MHI: Kentaro Hosomi, Chief Regional Officer EMEA, Mitsubishi Heavy Industries at Drax Power Station, North Yorkshire

He said: “This is a major event and a huge step forward in terms of BECCS (bioenergy with carbon capture and storage) being delivered with Drax.

“Mitsubishi is a world leader on this front, with 13 projects globally and many years of experience.

“We reviewed multiple providers and they were head and shoulders above them. The fact that they are looking to configure a supply chain was a big advantage.”

Drax will license MHI’s unique carbon capture solvent, KS-21, to capture carbon dioxide at its power station near Selby, North Yorkshire.

MHI BECCS pilot plant within CCUS Incubation Area, Drax Power Station, North Yorkshire.

While this solvent is currently produced abroad, The Yorkshire Post understands MHI wants to establish a domestic supply for its production within the UK.

Mr Gardiner said that Drax would now look to emulate the success of Britain’s offshore wind industry with its plan for BECCS.

“The UK has done a fabulous job when it comes to offshore wind and is a global leader [in that field].

“We want to use that model for BECCS. But I think a lot of people will be disappointed about how much of its content has been made on shore.
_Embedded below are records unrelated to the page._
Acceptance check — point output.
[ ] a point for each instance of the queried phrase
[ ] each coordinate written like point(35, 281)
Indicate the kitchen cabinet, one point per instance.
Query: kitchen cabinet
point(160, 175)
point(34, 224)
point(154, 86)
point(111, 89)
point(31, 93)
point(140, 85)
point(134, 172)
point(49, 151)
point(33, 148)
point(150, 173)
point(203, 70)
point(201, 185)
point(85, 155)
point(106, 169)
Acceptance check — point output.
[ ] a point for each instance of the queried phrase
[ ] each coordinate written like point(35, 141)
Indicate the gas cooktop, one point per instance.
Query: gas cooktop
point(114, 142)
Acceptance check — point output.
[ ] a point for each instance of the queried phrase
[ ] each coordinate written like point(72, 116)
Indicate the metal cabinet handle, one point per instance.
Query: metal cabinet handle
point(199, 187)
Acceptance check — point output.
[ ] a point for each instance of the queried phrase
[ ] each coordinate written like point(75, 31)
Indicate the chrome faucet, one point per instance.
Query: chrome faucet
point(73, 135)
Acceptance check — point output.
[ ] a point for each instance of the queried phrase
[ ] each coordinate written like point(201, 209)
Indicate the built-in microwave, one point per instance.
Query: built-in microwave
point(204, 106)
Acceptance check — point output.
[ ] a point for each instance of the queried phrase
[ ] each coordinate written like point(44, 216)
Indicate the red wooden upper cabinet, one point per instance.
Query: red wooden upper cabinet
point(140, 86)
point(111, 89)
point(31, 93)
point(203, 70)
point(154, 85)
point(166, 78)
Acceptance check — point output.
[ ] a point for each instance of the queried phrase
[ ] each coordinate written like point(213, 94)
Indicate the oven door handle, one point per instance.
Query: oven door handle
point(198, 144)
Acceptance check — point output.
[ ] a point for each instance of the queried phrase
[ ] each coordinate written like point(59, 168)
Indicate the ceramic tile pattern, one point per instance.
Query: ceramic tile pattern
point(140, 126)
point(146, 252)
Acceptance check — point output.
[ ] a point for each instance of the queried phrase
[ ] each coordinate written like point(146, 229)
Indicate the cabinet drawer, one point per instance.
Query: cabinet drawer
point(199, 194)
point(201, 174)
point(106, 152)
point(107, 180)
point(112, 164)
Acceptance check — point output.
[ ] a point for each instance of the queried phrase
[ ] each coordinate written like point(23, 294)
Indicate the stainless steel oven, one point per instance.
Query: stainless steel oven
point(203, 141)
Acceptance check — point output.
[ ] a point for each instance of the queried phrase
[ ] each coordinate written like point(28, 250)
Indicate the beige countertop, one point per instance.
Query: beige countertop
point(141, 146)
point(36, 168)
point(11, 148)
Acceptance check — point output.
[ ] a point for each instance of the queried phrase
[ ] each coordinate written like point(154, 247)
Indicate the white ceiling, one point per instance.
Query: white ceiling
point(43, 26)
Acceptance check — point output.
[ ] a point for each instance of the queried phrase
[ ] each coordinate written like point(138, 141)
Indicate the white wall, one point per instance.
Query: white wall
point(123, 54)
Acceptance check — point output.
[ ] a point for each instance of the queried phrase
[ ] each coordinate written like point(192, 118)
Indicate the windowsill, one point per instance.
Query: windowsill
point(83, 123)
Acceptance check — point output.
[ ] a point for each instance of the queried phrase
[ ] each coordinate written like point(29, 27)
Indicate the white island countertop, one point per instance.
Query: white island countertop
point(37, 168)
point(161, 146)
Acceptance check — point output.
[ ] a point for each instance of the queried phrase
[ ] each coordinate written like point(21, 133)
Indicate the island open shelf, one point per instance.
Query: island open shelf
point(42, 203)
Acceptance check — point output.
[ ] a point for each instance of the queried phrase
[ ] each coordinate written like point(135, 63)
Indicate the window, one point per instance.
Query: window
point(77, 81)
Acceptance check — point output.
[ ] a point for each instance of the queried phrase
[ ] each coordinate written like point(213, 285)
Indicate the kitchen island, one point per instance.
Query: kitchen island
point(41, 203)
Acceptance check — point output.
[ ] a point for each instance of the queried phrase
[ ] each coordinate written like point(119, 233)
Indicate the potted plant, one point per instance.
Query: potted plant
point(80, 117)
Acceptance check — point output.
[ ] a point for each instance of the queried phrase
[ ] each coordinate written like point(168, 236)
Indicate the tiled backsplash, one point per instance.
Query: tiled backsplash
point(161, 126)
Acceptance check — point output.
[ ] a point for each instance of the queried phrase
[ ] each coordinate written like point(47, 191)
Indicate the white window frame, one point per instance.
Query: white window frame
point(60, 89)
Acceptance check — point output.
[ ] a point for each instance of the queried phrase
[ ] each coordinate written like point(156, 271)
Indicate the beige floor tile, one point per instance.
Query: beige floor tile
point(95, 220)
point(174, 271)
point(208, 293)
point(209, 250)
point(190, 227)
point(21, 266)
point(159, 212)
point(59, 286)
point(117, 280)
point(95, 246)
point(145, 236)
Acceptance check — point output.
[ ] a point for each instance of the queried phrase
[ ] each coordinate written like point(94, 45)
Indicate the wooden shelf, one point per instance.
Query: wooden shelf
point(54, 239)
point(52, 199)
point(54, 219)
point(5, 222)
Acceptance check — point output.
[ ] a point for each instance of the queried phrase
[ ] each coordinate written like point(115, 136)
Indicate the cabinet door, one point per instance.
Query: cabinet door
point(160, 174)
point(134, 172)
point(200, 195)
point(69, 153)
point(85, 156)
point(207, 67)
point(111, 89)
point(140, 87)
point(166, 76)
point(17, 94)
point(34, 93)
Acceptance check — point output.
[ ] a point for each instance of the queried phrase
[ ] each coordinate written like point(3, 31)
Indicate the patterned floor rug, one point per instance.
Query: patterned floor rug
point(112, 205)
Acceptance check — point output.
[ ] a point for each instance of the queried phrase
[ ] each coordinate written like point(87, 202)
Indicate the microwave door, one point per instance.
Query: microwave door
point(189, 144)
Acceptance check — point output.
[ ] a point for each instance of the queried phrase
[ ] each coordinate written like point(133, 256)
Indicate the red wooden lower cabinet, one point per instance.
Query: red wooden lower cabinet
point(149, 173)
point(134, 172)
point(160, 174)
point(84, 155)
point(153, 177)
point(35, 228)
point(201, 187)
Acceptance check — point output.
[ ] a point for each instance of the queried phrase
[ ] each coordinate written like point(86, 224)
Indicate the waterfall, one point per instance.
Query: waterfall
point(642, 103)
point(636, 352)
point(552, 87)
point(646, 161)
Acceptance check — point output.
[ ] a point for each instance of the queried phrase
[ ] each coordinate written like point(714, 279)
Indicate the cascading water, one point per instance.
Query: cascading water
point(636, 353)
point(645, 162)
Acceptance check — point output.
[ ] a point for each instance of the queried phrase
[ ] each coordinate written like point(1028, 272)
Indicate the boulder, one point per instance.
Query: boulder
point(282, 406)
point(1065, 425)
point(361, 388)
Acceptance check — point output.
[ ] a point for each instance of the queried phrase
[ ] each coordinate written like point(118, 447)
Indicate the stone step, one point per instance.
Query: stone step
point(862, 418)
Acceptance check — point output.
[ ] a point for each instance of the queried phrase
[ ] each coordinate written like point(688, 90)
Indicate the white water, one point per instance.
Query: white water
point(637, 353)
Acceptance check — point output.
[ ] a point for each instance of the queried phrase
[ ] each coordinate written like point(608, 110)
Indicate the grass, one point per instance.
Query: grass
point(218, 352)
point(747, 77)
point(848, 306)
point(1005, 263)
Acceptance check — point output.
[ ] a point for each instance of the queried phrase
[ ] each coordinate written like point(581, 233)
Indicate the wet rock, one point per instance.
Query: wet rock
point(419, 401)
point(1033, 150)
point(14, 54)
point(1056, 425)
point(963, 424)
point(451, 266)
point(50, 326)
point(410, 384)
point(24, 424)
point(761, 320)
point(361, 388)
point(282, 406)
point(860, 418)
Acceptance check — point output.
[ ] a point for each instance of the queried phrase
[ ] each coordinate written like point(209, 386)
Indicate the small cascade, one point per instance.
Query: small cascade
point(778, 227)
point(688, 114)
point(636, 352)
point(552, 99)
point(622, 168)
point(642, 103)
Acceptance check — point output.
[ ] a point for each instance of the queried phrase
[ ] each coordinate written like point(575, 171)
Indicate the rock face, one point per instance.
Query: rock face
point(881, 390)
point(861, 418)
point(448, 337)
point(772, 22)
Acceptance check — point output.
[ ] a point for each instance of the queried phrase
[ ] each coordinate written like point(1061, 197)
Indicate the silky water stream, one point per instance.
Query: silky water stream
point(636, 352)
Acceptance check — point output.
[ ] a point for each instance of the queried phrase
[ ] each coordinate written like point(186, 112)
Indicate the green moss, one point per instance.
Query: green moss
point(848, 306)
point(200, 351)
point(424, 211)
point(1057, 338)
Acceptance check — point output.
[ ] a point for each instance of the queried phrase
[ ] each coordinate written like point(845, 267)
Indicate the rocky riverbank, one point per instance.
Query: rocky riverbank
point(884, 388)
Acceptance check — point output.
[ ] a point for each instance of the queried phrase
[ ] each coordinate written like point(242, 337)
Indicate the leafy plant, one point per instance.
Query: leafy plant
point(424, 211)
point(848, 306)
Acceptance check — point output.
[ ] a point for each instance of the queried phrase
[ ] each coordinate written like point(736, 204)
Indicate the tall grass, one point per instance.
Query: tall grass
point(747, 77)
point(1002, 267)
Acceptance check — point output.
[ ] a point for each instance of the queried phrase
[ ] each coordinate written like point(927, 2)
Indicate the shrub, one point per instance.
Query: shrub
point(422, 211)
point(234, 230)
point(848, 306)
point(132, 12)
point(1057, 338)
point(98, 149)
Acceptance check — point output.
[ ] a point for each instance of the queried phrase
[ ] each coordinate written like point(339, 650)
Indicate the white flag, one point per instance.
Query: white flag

That is why we are more focused on supply chain this time around.”

MHI plans to locate its core CCS team at the company’s European headquarters in London and explore additional employment opportunities in the UK in future.

Kenji Terasawa, president and CEO of MHI, added: “We are very proud to have been selected as Drax’s technology partner and we firmly believe that our carbon capture technology will make a significant contribution to the UK and wider global community achieving their net zero targets.

“We look forward to expanding our presence in the UK and developing a centre of excellence for the deployment of carbon capture technology across Europe, the Middle East and Africa region.

“MHI aims to continue reducing greenhouse gases globally by providing reliable and economically feasible carbon capture technology, supported by research and development activity over 30 years.”

The first BECCS unit at Drax could be operational by 2027, supporting thousands of jobs across the North of England as soon as 2024, and capturing and storing at least 8 million tonnes of carbon dioxide a year by 2030.

Drax is the first company to sign a contract to deploy carbon capture technology at scale in the UK.

The project will combine MHI’s technology with offshore geological storage under the North Sea, helping the UK achieve its target to cut carbon emissions by 78 per cent by 2035.